It’s this fascination with hands-on Science that drove Alicia to study Chemical Engineering in college. And though she never did become an astronaut, her continuing love of Science have provided her with an endless array of opportunities to broaden her Science skills, most notably in Science Education.
Continuing in Mr. Little’s tradition, Alicia began her teaching career as a Science Staff Developer and a Science Consultant, helping teachers to become more effective teachers and instructional leaders in their classroom. Her real-world science experience allowed her utilize professional learning strategies that were engaging and bridged content connections between science, technology, engineering, and math.
- To help broaden and diversify the STEM pipeline to include more young women, Alica encourages teachers and schools to:
Actively debunk stereotypes about women in STEM
- Make it a point to talk to young girls about pursuing a career in Science to help combat silent social pressures.
- Actively include examples of successful women in STEM in lessons and school events so girls can have a clear understanding that there’s a future for them in STEM fields.
- Provide a wide range of opportunities for girls to succeed at completing STEM-related activities
To continue the learning outside of school, Alicia recommends parents and teachers work together to identify STEM mentors and create STEM afterschool programs.

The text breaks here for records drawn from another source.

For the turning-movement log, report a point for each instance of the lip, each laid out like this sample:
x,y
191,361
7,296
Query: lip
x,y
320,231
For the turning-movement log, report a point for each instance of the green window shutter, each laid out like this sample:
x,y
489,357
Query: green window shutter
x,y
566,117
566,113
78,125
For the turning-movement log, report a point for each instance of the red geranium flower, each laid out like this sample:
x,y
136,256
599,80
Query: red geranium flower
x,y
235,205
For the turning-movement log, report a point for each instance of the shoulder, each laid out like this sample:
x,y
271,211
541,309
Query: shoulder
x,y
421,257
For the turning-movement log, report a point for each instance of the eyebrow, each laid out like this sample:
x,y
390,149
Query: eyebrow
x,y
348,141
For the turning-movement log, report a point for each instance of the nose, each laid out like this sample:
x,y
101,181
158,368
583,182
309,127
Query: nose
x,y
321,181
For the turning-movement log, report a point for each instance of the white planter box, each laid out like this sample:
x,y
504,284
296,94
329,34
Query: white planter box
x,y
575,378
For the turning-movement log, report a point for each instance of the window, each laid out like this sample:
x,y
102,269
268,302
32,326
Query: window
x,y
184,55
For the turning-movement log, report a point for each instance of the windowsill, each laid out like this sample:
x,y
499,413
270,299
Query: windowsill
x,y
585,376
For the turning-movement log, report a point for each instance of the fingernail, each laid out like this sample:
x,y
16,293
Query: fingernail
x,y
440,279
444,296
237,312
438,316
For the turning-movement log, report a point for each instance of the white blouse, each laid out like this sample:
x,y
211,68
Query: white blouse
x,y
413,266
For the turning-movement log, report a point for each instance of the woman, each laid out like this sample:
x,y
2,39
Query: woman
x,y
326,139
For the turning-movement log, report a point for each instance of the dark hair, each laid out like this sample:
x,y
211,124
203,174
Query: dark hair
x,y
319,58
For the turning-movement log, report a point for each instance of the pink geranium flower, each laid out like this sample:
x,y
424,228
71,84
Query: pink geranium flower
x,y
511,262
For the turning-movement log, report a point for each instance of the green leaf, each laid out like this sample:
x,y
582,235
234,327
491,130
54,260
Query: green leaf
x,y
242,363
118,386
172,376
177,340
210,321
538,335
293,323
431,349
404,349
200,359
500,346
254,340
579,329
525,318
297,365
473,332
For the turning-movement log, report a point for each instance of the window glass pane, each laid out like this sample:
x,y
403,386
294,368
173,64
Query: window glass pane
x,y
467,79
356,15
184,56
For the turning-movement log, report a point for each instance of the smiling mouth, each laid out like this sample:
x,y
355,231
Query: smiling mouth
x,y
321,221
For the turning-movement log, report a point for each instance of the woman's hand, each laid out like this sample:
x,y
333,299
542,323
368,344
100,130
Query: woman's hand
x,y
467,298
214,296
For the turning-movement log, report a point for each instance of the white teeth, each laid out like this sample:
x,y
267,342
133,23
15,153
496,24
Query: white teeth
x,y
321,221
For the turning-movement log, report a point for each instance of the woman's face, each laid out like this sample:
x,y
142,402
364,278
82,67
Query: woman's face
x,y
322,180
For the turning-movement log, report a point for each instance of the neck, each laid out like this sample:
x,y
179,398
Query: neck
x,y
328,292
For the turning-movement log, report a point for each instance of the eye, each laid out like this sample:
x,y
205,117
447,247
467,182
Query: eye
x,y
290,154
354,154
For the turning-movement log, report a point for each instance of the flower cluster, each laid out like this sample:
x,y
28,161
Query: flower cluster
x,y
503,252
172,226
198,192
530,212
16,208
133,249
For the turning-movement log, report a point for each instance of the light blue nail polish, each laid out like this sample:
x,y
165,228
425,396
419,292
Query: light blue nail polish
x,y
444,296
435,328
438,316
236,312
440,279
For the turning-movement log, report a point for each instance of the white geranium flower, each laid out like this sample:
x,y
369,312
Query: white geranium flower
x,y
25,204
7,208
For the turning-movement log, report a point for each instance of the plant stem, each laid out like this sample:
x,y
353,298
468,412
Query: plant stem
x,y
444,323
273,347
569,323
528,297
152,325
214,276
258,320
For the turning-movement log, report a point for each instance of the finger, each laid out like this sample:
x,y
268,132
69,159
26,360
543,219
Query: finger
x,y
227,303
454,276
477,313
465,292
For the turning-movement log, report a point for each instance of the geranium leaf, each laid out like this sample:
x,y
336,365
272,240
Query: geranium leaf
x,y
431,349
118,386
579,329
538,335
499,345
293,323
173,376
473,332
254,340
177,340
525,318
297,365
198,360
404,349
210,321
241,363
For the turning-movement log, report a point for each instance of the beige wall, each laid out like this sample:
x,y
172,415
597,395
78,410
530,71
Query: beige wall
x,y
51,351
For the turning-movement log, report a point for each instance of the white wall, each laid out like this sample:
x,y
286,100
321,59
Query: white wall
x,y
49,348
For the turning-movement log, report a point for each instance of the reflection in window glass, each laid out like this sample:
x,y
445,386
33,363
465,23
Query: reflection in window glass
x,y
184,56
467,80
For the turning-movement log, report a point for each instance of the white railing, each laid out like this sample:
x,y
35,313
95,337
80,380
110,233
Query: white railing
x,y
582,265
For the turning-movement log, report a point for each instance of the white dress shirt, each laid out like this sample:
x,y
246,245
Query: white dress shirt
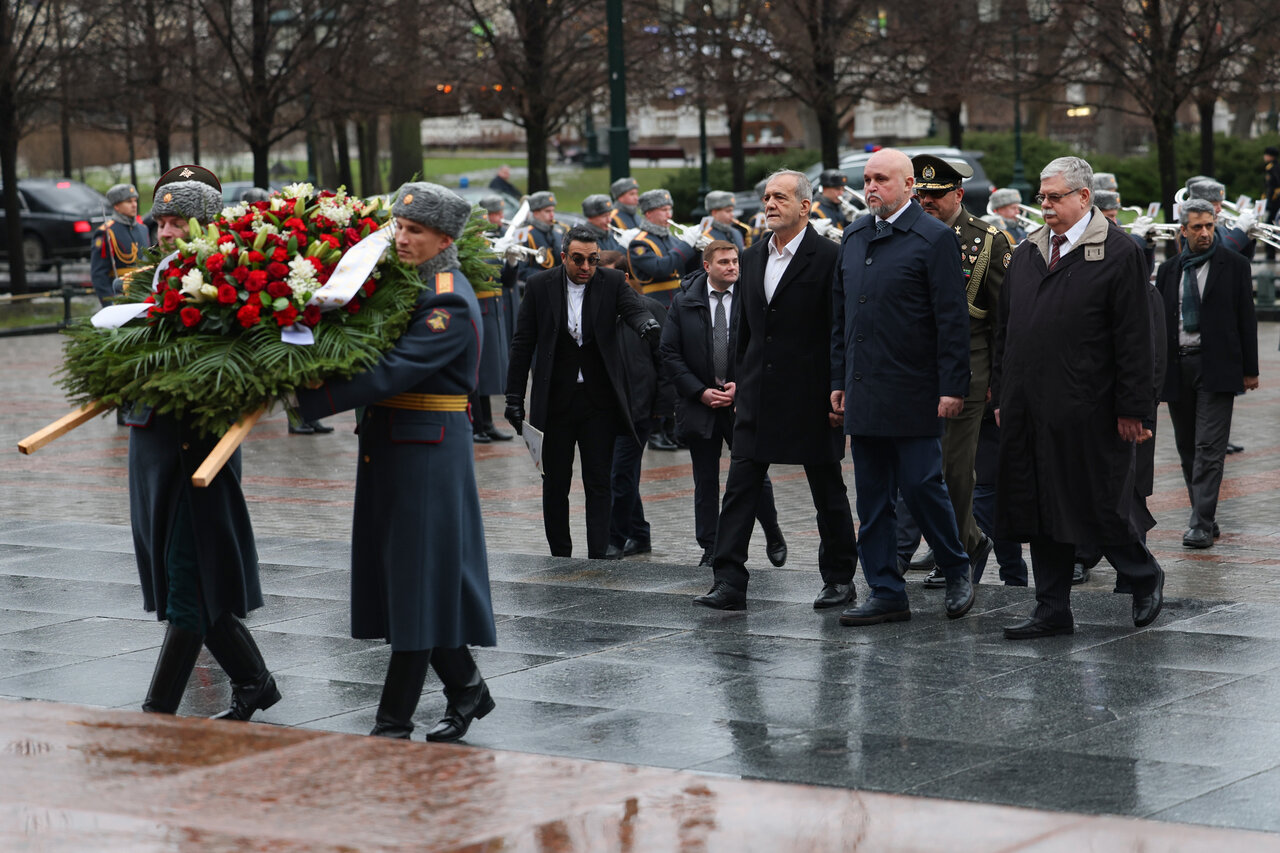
x,y
777,263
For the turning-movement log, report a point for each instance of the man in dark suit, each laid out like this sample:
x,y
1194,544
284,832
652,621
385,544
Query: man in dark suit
x,y
1072,383
696,347
784,411
899,365
1212,347
568,316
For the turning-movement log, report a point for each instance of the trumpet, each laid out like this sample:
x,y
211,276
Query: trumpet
x,y
1028,218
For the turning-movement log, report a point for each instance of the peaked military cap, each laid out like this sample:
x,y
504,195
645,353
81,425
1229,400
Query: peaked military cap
x,y
595,205
935,174
120,192
434,206
622,185
1006,196
540,200
654,199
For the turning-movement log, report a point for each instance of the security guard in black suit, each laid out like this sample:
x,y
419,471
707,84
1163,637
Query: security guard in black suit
x,y
118,243
984,254
828,205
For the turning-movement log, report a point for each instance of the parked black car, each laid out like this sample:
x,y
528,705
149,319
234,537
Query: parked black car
x,y
59,218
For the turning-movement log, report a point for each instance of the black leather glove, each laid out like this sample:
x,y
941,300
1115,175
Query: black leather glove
x,y
650,332
515,413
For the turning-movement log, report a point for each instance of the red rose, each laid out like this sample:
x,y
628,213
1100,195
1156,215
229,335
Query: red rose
x,y
247,315
287,315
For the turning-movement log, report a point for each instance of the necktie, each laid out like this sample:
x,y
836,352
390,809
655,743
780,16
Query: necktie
x,y
720,340
1057,240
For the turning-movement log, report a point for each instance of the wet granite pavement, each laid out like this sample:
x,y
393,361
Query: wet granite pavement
x,y
608,661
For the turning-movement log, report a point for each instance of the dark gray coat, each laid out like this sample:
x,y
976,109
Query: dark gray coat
x,y
163,455
419,569
1073,354
900,331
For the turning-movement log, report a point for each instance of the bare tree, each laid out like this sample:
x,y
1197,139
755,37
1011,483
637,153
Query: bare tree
x,y
28,78
1164,51
542,60
821,54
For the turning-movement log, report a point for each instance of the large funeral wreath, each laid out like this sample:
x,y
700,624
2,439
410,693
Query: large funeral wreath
x,y
206,342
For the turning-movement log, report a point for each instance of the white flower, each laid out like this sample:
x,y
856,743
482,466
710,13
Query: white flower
x,y
192,283
302,276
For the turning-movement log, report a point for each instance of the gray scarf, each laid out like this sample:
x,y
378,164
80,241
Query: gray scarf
x,y
661,231
448,259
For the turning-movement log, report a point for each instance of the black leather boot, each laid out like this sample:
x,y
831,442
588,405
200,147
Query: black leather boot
x,y
177,660
401,692
234,649
466,692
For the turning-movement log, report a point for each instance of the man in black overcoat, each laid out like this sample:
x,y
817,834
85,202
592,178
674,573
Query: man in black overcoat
x,y
784,407
1073,381
1212,347
568,320
899,365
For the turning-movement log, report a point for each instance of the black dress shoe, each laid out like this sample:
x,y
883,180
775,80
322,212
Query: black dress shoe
x,y
959,597
835,596
1036,628
661,442
722,597
1147,607
1196,538
631,548
924,561
873,611
979,555
776,547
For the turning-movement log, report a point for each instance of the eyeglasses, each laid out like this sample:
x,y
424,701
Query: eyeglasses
x,y
1054,197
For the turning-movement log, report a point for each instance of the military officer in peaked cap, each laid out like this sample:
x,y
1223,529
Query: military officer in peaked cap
x,y
626,203
984,254
118,243
720,223
828,204
599,213
659,259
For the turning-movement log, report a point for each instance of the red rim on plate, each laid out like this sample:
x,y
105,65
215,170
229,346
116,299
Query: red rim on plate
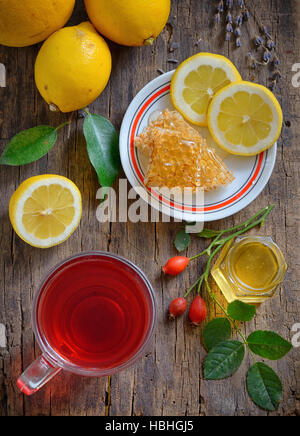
x,y
221,203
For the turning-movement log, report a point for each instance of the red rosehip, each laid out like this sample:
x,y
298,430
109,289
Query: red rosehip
x,y
198,311
177,307
176,265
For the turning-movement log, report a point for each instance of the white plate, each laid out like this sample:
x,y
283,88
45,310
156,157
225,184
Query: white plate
x,y
251,173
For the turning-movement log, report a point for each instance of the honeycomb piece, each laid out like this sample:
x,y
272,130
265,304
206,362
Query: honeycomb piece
x,y
179,156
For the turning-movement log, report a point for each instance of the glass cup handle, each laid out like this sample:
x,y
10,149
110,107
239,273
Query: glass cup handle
x,y
36,375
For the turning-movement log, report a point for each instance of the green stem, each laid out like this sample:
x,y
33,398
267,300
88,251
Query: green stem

Alicia worries about the number of women in STEM fields. She says “I believe there to be misconceptions about girls participating in a STEM education program, much less considering a STEM career. We must encourage and motivate our young girls to explore those STEM fields that have historically been designated for men. It is imperative that we continually inspire our girls to seize the day and embrace those STEM fields that are in their grasps and specifically tailored for them.”